In Paris he shows us the Eiffel Tower, but the Eiffel Tower through the eyes of Guy de Maupassant. He also takes us for a tour of the fifty-thousand-bottle wine cellar at Hotel George V, on a boat trip down the Seine, and even gets performance tips from exotic dancers at the Crazy Horse. In Tokyo we see not only to the Imperial Palace and the Cherry Blossom Festival, but also a Sumo wrestling class, the teeming Tsukiji fish market at daybreak, and inside the Saguwa Express, Japan’s version of FedEx. He interviews Geisha girls, shows us the difference between shabu shabu and sukiyaki, and eventually winds up in the mosh pit of a Japanese punk rock show.
Stanley has a deft and beguiling talent for getting people to talk, honed by his years hosting his talk show on WABC. He is funny, real, personable—people open up to him. He’s informal yet thorough, managing to balance the playful with the erudite. But, above all else, he’s entertaining.
Stanley On The Go has a charm, an accessibility, a casual approach that immediately draws the viewer in. Whether it’s investigating an arranged marriage in India or hoisting a beer stein in Munich, dodging bulls on the streets of Pamplona or rafting through rapids in Brazil, he does it all with a spirit of adventure, a world of knowledge at his disposal, and an infectious sense of humor. Stanley asks the questions that viewers would ask—and some that they would never dream of asking. Stanley On The Go is like seeing the world with a friend; a friend who’s willing to try anything and has an uncanny nose for the unusual.
Stanley Siegel has been an unforgettable media presence for over three decades. In the 1970s and 80s his uncompromising talk show on WABC ensured that he was a defining personality of the New York airwaves. He interviewed everyone who defined the era, from Truman Capote to Frank Zappa, from Patti Smith to Renee Richards. His approach was no holds barred, opinionated, and fearless—he made it personal.

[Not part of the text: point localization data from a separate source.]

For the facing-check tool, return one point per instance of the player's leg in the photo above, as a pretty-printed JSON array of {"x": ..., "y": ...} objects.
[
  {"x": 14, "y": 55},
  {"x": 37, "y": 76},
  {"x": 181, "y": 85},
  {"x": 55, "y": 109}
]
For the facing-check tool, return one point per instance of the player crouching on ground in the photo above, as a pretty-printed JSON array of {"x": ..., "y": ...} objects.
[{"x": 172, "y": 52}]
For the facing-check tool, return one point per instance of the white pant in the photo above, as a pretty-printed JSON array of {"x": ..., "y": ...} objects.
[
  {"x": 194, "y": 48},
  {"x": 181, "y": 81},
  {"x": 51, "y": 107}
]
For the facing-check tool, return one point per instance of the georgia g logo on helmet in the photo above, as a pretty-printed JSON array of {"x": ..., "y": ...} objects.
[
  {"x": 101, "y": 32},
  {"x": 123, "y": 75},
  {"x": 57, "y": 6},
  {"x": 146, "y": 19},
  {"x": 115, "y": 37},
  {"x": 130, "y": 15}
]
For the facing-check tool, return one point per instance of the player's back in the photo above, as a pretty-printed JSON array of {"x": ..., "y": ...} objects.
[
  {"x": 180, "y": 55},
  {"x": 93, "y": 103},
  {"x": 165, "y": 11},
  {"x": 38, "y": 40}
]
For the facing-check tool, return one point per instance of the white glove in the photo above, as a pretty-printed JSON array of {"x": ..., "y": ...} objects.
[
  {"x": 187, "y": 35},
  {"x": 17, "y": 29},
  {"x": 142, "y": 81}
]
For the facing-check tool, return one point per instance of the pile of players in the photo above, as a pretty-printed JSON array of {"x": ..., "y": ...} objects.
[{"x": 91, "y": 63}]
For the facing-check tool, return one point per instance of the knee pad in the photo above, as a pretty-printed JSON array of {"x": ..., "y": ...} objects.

Stanley challenged the expectations of what a talk show could and should be and broadened the boundaries of the genre. He regularly brought on his therapist and underwent treatment on-air. In one infamous show he physically restrained Timothy Leary to prevent him from leaving. His 9 a.m. show provoked and delighted in equal measure.
After graduating from the University of Arizona, Stanley started as a newspaperman and even did a tour of duty in Vietnam as a radio journalist. He moved into television at WLUK-TV in Green Bay and his idiosyncratic talents were quickly recognized. Soon he was entertaining viewers in Louisville, San Diego, and New York. He has never played it safe: once was fired from a news broadcast for immersing himself in the “largest Jell-O mold in the continental United States.” Stanley came out of retirement bringing his intrepid style to Stanley On The Go, he has travelled the globe with the show and is now in production with RLTV on a series of specials to compliment the exclusive launch of Stanley On the Go on RLTV.
When not on the go, Stanley lives in Los Angeles.